[EM] How close can we get to the IIAC (=> "in the absence of cyclic preferences")
Kristofer Munsterhjelm
km-elmet at broadpark.no
Mon Apr 19 00:46:07 PDT 2010
Juho wrote:
> On Apr 16, 2010, at 1:23 AM, fsimmons at pcc.edu wrote:
>
>> Since the IIAC is out of the question, how close can we get to the IIAC?
>> Independence from Pareto Dominated Alternatives (IPDA) is one tiny
>> step in that
>> direction. Another step might be independence from alternatives that
>> are not in
>> the Smith set.
>
> There is one well known and useful borderline, "in the absence of cyclic
> preferences". This condition is not really an answer to the question
> "how close can we get" but it is often a natural rough estimate, and
> applies to many common criteria.
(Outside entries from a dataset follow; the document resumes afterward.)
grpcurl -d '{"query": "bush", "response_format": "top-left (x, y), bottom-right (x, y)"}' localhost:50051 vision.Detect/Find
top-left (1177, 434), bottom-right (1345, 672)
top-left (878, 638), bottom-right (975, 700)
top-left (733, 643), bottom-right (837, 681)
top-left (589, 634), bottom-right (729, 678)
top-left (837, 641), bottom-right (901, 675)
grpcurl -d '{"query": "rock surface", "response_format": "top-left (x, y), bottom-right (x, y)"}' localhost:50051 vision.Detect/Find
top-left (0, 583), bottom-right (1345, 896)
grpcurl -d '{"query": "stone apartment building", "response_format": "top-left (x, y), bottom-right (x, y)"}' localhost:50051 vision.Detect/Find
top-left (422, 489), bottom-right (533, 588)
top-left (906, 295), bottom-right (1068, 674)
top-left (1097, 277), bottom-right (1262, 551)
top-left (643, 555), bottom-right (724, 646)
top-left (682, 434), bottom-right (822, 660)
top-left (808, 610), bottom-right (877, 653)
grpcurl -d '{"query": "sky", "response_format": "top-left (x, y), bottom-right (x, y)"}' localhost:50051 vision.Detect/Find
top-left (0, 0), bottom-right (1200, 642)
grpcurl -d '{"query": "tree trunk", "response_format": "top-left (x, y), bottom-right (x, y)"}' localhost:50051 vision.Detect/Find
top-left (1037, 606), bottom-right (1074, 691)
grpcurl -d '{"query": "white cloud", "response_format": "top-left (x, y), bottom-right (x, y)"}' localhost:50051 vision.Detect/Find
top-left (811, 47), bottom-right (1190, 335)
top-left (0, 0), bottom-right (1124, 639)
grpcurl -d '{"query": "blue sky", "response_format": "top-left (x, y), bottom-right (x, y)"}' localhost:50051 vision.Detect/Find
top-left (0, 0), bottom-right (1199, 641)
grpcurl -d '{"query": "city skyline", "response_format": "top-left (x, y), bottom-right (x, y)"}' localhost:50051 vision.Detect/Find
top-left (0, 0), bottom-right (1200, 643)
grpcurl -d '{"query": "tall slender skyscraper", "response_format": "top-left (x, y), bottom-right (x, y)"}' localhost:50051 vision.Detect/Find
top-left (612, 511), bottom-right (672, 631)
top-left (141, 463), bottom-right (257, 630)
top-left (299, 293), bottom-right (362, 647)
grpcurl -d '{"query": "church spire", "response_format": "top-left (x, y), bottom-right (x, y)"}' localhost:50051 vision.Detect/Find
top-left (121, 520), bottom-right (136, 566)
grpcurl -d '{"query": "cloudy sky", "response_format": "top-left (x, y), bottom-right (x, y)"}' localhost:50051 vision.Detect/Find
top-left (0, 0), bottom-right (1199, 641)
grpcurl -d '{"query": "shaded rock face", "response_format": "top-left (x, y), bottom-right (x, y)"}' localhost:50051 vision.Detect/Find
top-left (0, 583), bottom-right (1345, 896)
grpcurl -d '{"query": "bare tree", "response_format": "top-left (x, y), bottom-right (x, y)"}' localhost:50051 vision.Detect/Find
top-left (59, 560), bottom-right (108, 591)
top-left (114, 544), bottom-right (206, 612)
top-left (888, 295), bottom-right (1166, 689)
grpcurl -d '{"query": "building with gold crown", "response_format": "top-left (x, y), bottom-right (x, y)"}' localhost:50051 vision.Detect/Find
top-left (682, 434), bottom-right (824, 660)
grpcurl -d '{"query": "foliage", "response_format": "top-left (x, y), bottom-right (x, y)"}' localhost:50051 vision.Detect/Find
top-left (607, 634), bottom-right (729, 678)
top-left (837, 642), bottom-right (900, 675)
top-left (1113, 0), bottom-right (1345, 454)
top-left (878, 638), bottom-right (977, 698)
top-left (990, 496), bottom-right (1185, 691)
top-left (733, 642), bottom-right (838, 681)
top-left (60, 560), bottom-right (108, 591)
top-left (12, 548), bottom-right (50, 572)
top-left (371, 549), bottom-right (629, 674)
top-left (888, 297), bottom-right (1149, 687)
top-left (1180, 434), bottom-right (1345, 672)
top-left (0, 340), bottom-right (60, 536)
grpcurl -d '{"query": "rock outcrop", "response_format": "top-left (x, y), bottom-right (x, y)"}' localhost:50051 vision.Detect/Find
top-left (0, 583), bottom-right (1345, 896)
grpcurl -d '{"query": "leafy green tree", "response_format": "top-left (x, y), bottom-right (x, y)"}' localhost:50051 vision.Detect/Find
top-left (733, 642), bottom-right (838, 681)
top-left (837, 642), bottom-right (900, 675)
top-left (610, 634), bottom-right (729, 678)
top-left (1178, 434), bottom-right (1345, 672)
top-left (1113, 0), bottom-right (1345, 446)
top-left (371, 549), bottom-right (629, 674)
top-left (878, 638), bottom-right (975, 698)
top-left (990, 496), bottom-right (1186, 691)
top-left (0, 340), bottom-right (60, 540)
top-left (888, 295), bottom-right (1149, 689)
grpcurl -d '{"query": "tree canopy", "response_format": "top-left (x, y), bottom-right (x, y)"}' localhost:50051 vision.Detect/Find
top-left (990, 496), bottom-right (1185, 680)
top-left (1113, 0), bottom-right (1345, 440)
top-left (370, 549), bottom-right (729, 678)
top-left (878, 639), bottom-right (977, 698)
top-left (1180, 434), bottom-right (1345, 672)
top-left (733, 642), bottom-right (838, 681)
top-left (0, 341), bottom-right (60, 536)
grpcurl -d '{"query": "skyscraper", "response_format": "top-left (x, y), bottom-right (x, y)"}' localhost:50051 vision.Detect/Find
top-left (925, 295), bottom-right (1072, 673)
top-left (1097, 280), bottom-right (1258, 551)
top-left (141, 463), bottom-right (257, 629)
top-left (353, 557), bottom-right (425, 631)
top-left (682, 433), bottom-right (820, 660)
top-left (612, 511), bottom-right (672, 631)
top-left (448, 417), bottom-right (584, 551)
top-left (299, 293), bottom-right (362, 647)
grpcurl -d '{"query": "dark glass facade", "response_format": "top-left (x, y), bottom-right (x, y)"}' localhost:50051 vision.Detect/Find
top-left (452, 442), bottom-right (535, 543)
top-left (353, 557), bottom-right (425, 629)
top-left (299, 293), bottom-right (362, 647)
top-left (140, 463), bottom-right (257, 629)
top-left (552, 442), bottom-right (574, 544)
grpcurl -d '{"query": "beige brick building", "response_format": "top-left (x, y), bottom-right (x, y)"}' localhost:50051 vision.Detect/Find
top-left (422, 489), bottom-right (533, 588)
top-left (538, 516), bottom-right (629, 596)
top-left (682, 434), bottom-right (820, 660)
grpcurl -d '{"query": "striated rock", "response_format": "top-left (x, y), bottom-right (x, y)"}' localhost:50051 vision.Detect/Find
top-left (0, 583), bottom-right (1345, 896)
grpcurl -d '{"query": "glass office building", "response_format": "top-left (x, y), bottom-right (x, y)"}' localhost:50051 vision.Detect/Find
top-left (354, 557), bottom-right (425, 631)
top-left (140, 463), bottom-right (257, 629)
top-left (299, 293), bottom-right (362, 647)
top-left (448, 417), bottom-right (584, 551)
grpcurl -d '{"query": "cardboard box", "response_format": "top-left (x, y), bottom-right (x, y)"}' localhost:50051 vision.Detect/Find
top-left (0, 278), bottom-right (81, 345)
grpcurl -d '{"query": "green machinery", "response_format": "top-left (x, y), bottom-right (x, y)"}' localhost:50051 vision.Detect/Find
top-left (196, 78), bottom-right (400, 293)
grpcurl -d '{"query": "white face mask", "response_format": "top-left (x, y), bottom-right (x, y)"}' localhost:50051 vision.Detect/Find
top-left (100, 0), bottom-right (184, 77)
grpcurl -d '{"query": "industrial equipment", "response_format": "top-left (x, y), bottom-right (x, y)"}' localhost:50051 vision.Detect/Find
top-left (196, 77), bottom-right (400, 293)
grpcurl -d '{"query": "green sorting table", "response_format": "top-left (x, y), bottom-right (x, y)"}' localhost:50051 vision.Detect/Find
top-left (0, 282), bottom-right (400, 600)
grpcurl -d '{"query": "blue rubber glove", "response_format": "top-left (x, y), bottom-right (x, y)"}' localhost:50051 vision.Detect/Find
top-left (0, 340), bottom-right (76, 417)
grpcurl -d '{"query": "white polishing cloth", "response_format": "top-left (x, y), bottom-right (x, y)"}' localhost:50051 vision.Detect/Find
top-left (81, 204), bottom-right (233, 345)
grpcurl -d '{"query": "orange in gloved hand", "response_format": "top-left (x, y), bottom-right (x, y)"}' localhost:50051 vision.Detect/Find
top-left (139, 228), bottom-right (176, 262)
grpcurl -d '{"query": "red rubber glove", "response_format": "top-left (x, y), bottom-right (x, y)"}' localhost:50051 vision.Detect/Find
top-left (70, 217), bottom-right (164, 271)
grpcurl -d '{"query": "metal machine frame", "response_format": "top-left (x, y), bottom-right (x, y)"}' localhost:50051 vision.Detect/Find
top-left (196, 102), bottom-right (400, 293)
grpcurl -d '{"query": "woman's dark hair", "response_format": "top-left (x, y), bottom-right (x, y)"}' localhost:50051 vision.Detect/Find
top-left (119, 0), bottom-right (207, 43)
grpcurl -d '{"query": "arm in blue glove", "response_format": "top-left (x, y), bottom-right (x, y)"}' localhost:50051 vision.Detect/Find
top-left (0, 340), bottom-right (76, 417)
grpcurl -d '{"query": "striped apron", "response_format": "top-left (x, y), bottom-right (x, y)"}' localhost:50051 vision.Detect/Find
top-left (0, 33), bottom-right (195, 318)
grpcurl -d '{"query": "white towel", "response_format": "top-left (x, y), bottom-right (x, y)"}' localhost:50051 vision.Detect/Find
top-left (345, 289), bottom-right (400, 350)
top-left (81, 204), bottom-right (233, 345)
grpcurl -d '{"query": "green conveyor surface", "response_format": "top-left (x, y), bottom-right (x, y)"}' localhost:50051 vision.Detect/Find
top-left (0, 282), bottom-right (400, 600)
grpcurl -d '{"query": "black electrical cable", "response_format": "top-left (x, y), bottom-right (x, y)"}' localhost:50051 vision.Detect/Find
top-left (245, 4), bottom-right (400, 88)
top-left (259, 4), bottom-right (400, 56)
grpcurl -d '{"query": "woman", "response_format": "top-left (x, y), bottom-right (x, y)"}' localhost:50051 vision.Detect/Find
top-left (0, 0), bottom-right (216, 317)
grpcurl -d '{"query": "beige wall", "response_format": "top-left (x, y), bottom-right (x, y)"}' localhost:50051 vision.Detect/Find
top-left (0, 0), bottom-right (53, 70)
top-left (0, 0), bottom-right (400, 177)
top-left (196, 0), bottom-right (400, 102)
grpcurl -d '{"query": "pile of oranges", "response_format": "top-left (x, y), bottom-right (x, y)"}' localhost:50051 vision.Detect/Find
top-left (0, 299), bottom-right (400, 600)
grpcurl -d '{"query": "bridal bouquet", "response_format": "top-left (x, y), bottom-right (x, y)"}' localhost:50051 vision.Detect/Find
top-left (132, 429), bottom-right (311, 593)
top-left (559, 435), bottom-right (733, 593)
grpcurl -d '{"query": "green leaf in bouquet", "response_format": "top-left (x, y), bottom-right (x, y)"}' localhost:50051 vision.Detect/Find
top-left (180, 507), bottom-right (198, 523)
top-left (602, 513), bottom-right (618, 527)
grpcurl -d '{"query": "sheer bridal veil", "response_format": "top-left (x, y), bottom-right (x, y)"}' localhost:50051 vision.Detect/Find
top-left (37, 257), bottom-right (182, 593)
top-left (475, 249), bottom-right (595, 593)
One could answer to a question "does
> method m meet criterion c" either YES, NO or IAC. For many Condorcet
> methods and criteria answer IAC would much more informative than plain NO.
In absence of cyclic preferences, any and all Condorcet methods pass
IIAC. Say X is the CW. Then eliminating a candidate other than X won't
turn X from CW to not-CW.
The same is true of, for instance, LNHarm. If X is the CW, then if a
subset of the voters add Y to the end of their ballots, that won't make
X a non-CW. However, it's also possible to show that no matter how the
Condorcet method behaves in the case of a cycle, one can construct an
example where the method fails LNHarm.